Pour attirer des profils plus divers, Bain a aussi été le premier cabinet en 2023 à proposer en France des congés cultuels et culturels : désormais, Bain offre 5 options pour les jours de RTT obligatoires autour de jours symboliques spécifiques que les collaborateurs peuvent choisir librement. « Cela fonctionne. 15 % de nos effectifs ont choisi l’une de ces options. Et je pense que cela va passer à 25 % dès 2024. »
Se former à l’inclusivité
Quant à l’inclusion des personnes en situation de handicap, le sujet reste presque entier, et ce chez Bain (qui n’a pas communiqué sur son taux d’emploi de ces profils), comme pour l’ensemble du secteur du conseil qui emploierait seulement entre 0 et 2 % de personnes en situation de handicap. Pour le partner Manel Oliva-Trastoy, il faut prendre le taureau par les cornes « pour arrêter de payer l’amende » (i.e., la loi française oblige les entreprises de plus de 20 salariés à employer 6 % de personnes handicapées, faute de quoi elles doivent s’acquitter d’une amende), mais pas pour la raison à laquelle on pense en premier lieu. « Ce n’est pas une question de coût, mais parce que nous pensons profondément que la diversité est essentielle, et ce n’est pas du blabla. » Depuis quelques semaines, le cabinet propose un congé « Inclusion handicap » qui peut aller jusqu’à trois jours de congés supplémentaires par an pour les collaborateurs en situation de handicap reconnu, ainsi qu’aux aidants. Ce dispositif inclut également une notion de partage solidaire, « en permettant à nos collaborateurs de faire des dons de jours de repos à un collègue parent d’enfant gravement malade ou en situation de handicap ».

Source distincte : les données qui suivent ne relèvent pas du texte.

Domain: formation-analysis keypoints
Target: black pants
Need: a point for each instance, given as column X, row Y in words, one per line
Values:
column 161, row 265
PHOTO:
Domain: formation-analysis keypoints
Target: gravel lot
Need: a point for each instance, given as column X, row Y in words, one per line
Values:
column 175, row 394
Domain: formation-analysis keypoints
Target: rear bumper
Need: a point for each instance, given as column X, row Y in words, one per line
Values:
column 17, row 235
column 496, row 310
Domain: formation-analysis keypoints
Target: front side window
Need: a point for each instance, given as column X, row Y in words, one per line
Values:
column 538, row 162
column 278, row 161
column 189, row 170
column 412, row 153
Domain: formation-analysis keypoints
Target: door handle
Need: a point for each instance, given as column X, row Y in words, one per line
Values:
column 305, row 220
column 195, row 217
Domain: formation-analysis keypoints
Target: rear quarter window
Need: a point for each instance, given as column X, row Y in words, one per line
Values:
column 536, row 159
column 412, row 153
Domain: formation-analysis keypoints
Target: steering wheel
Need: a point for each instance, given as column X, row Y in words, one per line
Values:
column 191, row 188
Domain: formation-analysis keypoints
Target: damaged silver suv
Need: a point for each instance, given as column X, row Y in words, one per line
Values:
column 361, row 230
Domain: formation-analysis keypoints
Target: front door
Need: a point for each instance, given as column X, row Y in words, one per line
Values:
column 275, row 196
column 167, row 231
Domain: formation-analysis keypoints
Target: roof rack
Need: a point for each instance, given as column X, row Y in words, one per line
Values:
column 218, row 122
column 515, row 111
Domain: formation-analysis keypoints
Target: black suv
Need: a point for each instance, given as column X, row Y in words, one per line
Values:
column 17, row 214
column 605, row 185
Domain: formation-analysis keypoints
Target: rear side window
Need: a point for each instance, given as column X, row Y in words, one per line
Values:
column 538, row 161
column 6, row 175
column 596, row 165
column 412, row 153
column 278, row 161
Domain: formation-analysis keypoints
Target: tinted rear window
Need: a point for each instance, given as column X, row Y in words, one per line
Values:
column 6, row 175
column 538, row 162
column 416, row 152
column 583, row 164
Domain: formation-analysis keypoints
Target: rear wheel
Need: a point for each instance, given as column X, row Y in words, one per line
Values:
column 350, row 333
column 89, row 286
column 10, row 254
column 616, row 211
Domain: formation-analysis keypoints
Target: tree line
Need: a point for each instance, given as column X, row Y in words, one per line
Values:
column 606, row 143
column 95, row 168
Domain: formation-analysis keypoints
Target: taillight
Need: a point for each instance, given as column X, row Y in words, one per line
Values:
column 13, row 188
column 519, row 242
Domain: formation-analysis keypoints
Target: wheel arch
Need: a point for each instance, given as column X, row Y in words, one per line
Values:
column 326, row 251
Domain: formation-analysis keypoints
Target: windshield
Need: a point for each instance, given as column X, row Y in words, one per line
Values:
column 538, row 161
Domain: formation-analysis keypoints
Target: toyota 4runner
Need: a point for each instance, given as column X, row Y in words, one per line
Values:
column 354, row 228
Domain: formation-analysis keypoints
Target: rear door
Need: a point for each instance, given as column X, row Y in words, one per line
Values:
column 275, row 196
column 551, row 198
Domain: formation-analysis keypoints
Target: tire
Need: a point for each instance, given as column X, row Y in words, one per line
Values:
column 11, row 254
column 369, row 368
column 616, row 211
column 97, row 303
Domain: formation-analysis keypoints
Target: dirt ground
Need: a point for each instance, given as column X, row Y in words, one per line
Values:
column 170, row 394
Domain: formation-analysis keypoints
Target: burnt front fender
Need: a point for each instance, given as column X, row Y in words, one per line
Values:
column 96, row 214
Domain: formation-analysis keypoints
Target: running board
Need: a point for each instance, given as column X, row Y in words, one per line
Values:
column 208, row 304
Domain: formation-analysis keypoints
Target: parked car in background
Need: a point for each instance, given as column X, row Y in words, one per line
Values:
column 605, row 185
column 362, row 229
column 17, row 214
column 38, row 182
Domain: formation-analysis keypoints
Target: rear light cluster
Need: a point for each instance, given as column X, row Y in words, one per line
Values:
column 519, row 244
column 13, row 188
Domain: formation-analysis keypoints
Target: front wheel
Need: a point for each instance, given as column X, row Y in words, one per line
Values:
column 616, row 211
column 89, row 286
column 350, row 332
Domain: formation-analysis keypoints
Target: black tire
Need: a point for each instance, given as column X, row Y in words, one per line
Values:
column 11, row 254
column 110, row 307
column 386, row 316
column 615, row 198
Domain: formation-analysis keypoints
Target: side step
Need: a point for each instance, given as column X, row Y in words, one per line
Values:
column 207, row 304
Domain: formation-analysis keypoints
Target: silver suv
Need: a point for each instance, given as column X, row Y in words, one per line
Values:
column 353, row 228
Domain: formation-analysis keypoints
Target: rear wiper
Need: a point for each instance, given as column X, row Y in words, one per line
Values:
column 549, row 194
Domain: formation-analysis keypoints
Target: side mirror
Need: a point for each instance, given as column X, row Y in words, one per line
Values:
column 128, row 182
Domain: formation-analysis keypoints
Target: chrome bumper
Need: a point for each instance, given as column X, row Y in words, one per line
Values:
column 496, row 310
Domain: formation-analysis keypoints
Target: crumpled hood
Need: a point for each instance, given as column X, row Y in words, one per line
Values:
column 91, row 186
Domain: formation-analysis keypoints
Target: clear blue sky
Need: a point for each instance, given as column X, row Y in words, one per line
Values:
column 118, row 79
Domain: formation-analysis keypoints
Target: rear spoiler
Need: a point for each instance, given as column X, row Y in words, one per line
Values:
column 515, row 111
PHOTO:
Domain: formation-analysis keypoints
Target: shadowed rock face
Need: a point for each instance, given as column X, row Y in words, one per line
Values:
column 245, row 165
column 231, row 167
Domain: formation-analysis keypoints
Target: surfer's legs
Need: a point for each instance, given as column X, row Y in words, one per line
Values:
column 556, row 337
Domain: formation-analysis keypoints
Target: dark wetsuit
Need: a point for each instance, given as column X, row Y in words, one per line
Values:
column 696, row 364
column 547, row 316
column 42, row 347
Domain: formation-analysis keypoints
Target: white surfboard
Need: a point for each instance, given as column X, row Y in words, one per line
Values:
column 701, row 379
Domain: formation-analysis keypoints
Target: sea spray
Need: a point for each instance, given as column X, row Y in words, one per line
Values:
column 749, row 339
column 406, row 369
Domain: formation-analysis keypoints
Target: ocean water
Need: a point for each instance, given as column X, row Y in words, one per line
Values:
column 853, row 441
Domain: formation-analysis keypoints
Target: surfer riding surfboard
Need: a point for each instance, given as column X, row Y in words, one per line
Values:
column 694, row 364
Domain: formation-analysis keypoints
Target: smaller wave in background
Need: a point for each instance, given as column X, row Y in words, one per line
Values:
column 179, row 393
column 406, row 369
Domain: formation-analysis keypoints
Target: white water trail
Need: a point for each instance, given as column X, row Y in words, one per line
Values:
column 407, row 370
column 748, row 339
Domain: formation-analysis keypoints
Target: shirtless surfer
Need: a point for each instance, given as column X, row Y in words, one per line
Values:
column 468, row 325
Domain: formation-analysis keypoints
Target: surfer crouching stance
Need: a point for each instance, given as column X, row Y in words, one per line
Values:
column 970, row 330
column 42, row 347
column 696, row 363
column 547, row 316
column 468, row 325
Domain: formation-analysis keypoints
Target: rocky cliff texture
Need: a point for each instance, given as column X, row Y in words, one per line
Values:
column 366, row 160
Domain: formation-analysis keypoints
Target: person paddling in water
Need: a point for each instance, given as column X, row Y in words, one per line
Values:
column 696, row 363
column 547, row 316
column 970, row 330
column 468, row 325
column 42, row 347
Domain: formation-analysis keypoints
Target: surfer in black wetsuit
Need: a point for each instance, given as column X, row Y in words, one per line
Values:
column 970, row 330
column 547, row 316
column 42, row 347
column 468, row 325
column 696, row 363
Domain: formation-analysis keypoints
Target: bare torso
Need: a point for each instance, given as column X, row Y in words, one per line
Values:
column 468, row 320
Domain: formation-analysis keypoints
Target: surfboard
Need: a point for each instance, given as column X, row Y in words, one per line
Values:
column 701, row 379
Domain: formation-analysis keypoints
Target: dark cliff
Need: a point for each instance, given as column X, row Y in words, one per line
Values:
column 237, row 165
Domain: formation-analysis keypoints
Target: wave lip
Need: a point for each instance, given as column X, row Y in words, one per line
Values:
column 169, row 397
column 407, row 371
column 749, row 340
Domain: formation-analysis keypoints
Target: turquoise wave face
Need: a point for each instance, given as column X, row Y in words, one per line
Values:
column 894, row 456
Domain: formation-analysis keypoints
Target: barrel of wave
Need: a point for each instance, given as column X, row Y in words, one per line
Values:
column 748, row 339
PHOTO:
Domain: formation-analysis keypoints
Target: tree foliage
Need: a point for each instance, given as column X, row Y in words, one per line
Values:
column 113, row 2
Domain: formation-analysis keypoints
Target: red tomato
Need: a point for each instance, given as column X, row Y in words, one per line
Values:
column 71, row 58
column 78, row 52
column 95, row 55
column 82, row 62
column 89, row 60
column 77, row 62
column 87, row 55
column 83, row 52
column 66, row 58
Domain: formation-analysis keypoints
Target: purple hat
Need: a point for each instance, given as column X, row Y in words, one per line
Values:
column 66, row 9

Côté inclusion des personnes LGBTQ+, dont Manel Oliva-Trastoy est aussi la tête de pont au bureau parisien, elle est « un élément de différenciation, source de compétitivité et avantage vis-à-vis de nos concurrents ». Tous les grands cabinets ont fait l’une des priorités de leur politique dédiée. Contrairement à certains de ses illustres concurrents, Bain ne communique pas ou peu sur le sujet. Pas de quotas, pas de discrimination positive à l’embauche, pas de char aux couleurs de Bain lors de la Marche des Fiertés, mais beaucoup de travail en interne pour l’accompagnement et l’intégration des personnes LGBTQI+, des événements de recrutement spécifiques et des actions externes pour créer un mouvement vertueux (Bain est notamment partenaire principal et membre du jury du grand prix de la diversité de l’AFL).
Le cabinet tient aussi à sensibiliser l’ensemble de ses troupes à ce nécessaire esprit open-minded sur le sujet de la diversité. « Nous avons mis en place cette année une formation obligatoire pour l’ensemble de nos collaborateurs, consultants comme fonctions supports, dédiée à la DEI. Nos quarante partners ont assisté chacun à une session de 4 h de réflexion sur les avantages de la diversité, ce qu’elle apporte, et comment ils ont leur rôle à jouer sur le sujet. Pour les consultants et managers, c’était 3h 1/2 de formation. » Des actions innovantes sont prévues pour 2024, mais elles restent top secret pour l’instant.
La DEI, une mode certes, mais une nécessité. Un combat même de tous les jours sur tous les fronts pour les collaborateurs qui la portent (un engagement volontaire en plus du travail quotidien). Manel Oliva-Trastoy, partner ultra-impliqué, qui a dépassé depuis longtemps son cas personnel, le turbo de la politique DEI de Bain, croit dur comme fer en l’intérêt de cette cause. Une belle cause, sociale et économique. « Ce bagage qui fait vivre, voir et penser différemment est une vraie richesse pour l’entreprise. Mon Graal, ce serait de voir, avant mon départ à la retraite, ces sujets ne plus en être ! »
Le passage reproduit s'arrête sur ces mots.